Entscheidungsstichwort (Thema)
Kündigung. Gemeinsamer Betrieb bei Land- und Seebetrieb
Leitsatz (redaktionell)
Bestätigung von BAGE 3, 197 = AP Nr. 1 zu § 22 KSchG
Normenkette
KSchG §§ 23-24
Verfahrensgang
LAG Niedersachsen (Urteil vom 27.04.1990; Aktenzeichen 3 Sa 896/88) |
ArbG Stade (Urteil vom 12.04.1988; Aktenzeichen 1 Ca 531/87) |
Tenor
Die Revision der Klägerin gegen das Urteil des Landesarbeitsgerichts Niedersachsen vom 27. April 1990 – 3 Sa 896/88 – wird auf ihre Kosten zurückgewiesen.
Von Rechts wegen!
Tatbestand
Die Klägerin war aufgrund eines Anstellungsvertrages vom 25. September 1984 seit diesem Tag bei der Beklagten als Sekretärin beschäftigt. Die Beklagte beschäftigt weniger als sechs Arbeitnehmer.
Am 13. November 1987 kündigte die Beklagte das Arbeitsverhältnis zum 31. Dezember 1987 und berief sich darauf, durch den Verkauf verschiedener Schiffe habe sich der Arbeitsaufwand so verringert, daß er von einem anderen Mitarbeiter miterledigt werden könne.

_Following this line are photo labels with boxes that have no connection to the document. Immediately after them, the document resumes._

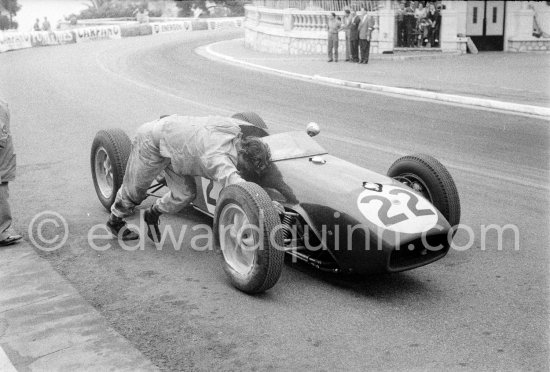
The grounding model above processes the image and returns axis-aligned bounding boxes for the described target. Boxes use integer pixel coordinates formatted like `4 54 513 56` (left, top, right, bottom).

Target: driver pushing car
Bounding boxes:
107 115 281 242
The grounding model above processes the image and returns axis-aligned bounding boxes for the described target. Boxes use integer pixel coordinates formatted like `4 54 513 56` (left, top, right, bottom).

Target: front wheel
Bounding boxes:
214 182 284 294
388 154 460 226
90 129 132 211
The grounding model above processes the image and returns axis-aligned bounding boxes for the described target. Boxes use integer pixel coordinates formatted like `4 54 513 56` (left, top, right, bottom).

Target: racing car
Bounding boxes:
91 112 460 294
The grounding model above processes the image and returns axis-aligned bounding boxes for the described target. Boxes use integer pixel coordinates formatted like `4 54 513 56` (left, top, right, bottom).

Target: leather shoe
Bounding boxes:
0 235 23 247
106 216 139 241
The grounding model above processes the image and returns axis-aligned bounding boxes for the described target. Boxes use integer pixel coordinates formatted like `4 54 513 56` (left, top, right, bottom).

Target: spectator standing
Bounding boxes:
404 1 416 47
359 8 374 64
0 99 22 247
349 11 361 62
42 17 52 31
342 9 353 62
327 13 342 62
395 3 407 47
414 1 428 46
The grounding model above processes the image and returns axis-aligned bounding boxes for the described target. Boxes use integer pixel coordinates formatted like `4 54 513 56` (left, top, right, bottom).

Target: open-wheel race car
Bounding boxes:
91 112 460 293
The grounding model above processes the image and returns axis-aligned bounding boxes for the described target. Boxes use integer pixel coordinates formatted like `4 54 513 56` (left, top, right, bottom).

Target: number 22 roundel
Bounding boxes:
357 185 438 234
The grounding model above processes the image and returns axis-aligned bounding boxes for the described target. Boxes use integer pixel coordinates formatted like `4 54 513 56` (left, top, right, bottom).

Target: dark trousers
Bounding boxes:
397 21 407 47
359 39 370 62
349 39 359 62
327 34 338 61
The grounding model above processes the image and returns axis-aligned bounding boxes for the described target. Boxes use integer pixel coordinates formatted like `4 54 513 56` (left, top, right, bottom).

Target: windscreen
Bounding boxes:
262 131 327 161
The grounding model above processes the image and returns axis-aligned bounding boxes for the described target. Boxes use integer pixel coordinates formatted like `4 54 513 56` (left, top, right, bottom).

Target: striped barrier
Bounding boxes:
0 17 244 53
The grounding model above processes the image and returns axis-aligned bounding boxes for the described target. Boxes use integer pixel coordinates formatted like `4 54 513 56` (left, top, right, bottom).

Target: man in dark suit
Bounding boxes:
349 11 361 62
359 8 375 64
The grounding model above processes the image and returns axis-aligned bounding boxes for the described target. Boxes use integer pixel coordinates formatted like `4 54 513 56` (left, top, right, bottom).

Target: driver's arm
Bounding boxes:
203 154 245 187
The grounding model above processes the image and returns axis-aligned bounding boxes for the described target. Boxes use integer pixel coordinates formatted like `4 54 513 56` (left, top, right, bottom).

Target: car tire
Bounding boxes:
214 182 284 294
232 112 267 131
388 154 460 226
90 129 132 211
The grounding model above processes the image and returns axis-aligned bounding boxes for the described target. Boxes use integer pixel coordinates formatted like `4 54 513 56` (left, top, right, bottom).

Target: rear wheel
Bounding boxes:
388 154 460 226
214 182 284 294
90 129 132 211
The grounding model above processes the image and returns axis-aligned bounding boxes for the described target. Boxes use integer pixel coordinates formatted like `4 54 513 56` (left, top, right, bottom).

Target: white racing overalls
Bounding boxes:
111 115 244 218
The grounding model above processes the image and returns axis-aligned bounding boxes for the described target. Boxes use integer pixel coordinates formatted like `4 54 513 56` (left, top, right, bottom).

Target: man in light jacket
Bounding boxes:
349 11 361 62
359 8 375 64
0 99 22 247
107 115 281 242
327 13 342 62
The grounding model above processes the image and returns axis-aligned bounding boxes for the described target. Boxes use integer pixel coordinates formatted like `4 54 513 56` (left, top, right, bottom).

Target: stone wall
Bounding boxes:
508 38 550 53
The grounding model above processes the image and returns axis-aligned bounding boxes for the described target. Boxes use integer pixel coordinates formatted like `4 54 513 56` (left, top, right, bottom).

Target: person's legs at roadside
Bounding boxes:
359 39 369 63
346 31 351 62
0 182 22 247
143 165 197 242
363 40 370 63
350 40 359 62
328 34 334 62
332 34 338 62
107 133 170 240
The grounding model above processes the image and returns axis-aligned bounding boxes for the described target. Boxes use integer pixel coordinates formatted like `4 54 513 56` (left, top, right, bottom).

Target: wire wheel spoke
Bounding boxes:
219 204 257 276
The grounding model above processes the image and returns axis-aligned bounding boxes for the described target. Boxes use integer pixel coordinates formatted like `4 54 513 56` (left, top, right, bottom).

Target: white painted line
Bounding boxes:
0 347 17 372
202 41 550 118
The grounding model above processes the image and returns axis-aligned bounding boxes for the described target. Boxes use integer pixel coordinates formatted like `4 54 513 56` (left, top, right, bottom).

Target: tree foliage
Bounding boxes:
175 0 246 17
0 0 21 30
77 0 161 19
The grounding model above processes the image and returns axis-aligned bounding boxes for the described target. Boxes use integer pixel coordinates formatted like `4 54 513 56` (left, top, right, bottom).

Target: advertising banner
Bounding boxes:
73 26 121 43
0 32 32 53
151 21 193 35
29 30 76 47
208 18 243 30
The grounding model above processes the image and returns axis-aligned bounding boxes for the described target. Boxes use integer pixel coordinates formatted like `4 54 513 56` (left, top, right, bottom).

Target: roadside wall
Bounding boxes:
0 17 244 53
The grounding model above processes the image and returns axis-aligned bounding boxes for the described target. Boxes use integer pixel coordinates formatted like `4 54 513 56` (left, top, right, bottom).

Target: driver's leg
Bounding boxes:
144 166 197 242
107 133 170 240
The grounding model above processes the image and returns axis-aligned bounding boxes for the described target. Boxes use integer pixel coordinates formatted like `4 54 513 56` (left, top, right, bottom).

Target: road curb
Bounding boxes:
0 241 158 371
202 41 550 118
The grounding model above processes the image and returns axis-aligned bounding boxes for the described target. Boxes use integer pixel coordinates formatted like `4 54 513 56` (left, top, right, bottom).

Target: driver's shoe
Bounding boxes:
107 215 139 241
143 204 162 243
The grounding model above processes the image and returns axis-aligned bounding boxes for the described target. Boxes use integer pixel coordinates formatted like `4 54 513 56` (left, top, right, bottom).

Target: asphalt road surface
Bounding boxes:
0 31 550 371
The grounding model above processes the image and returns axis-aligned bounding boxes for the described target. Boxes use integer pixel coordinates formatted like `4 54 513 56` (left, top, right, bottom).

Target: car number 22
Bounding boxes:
357 185 438 233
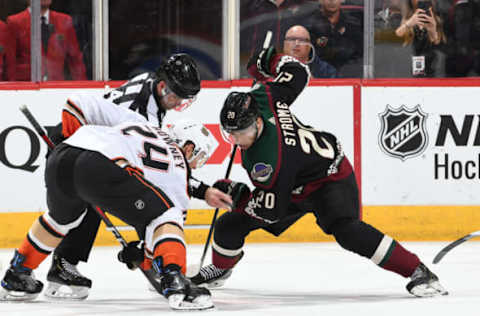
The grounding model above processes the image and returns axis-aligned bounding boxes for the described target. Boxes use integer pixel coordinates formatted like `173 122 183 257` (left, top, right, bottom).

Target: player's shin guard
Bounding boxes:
44 254 92 300
371 235 448 297
153 234 187 274
0 250 43 301
152 256 213 310
190 241 243 288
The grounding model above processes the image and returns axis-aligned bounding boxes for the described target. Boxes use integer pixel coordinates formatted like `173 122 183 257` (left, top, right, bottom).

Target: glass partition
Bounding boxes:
109 0 222 80
0 0 480 81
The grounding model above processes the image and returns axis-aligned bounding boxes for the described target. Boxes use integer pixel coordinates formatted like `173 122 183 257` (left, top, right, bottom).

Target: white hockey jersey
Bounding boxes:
64 122 190 211
63 73 165 132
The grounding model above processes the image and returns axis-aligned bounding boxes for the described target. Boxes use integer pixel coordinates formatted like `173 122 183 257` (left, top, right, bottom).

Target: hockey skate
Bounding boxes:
44 254 92 300
407 263 448 297
0 250 43 301
160 267 214 310
190 264 233 289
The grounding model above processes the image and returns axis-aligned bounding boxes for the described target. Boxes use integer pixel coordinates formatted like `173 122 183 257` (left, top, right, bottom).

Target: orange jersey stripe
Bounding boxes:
62 110 83 138
18 235 49 269
154 239 187 274
134 174 172 208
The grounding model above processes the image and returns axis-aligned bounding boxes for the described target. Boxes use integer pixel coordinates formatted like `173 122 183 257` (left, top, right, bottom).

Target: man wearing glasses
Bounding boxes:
283 25 337 78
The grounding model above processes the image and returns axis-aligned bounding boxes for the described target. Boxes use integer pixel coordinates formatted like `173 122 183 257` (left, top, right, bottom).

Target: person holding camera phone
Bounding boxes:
395 0 446 77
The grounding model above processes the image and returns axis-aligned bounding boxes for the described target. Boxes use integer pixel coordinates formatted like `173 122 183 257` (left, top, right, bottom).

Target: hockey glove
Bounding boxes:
213 179 251 212
247 46 277 81
117 240 144 270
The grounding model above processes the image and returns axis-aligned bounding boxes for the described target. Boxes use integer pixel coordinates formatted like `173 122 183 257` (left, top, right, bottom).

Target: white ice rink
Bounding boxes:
0 241 480 316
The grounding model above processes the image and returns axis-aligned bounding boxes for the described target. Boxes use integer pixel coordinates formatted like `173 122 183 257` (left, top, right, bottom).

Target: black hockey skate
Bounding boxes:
160 266 213 310
190 264 233 289
407 263 448 297
0 250 43 301
44 254 92 300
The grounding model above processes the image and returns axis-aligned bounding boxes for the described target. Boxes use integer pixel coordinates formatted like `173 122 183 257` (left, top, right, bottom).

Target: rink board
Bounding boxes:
0 206 480 248
0 80 480 247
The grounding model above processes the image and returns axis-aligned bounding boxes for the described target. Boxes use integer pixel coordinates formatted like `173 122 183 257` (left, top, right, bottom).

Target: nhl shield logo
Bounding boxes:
379 105 428 160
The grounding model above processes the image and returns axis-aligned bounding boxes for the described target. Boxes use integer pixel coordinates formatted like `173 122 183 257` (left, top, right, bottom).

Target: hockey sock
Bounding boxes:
18 232 53 270
212 241 243 269
140 257 152 271
370 235 420 277
154 235 187 274
62 100 86 138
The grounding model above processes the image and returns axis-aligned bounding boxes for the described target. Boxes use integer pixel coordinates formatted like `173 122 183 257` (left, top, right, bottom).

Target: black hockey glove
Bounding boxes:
213 179 251 212
117 240 144 270
247 46 277 81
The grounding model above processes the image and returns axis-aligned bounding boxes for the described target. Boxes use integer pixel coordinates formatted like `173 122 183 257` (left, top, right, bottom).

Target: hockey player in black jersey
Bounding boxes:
0 120 218 310
192 47 448 297
45 54 232 299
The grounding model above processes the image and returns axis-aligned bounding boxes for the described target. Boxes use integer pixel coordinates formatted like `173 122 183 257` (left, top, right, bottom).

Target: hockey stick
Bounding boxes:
188 30 272 276
188 145 238 276
433 230 480 263
20 105 162 294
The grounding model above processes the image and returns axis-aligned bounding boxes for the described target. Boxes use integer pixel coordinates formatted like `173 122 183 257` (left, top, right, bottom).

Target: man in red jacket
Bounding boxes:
0 21 15 81
7 0 87 81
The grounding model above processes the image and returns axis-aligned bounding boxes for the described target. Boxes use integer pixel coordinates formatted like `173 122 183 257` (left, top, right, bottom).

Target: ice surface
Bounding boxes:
0 241 480 316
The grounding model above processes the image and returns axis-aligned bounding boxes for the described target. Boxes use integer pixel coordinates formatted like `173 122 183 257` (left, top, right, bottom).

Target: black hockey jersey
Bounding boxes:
242 55 352 224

Die Klägerin hält diese Kündigung für unwirksam. Sie ist der Auffassung, das KSchG finde Anwendung. Dazu trägt sie vor, die Geschäftsführer der Beklagten hätten mit teilweise wechselnder Zusammensetzung und teilweise auch mit dritten Personen eine Reihe von Kommanditgesellschaften gegründet, die einzelne Seeschiffe betrieben. Die Verwaltung dieser Seeschiffe werde ausschließlich über die Firma der Beklagten abgewickelt. Sämtliche Heuerrechnungen und andere Büroarbeiten würden in Geschäftsräumen der Beklagten ausgeführt, da die einzelnen Kommanditgesellschaften nicht über eigene Geschäftsräume verfügten. Die Kommanditgesellschaften firmierten auch unter der Anschrift der Beklagten, ebenso werde die Einstellung und die Kündigung der für die einzelnen Seeschiffe einzustellenden Personen über die Firma der Beklagten durchgeführt. Zur Zeit der Kündigung seien etwa zehn Schiffe von der Beklagten betreut worden, so daß davon auszugehen sei, die Beklagte beschäftige ständig mehr als fünf Arbeitnehmer.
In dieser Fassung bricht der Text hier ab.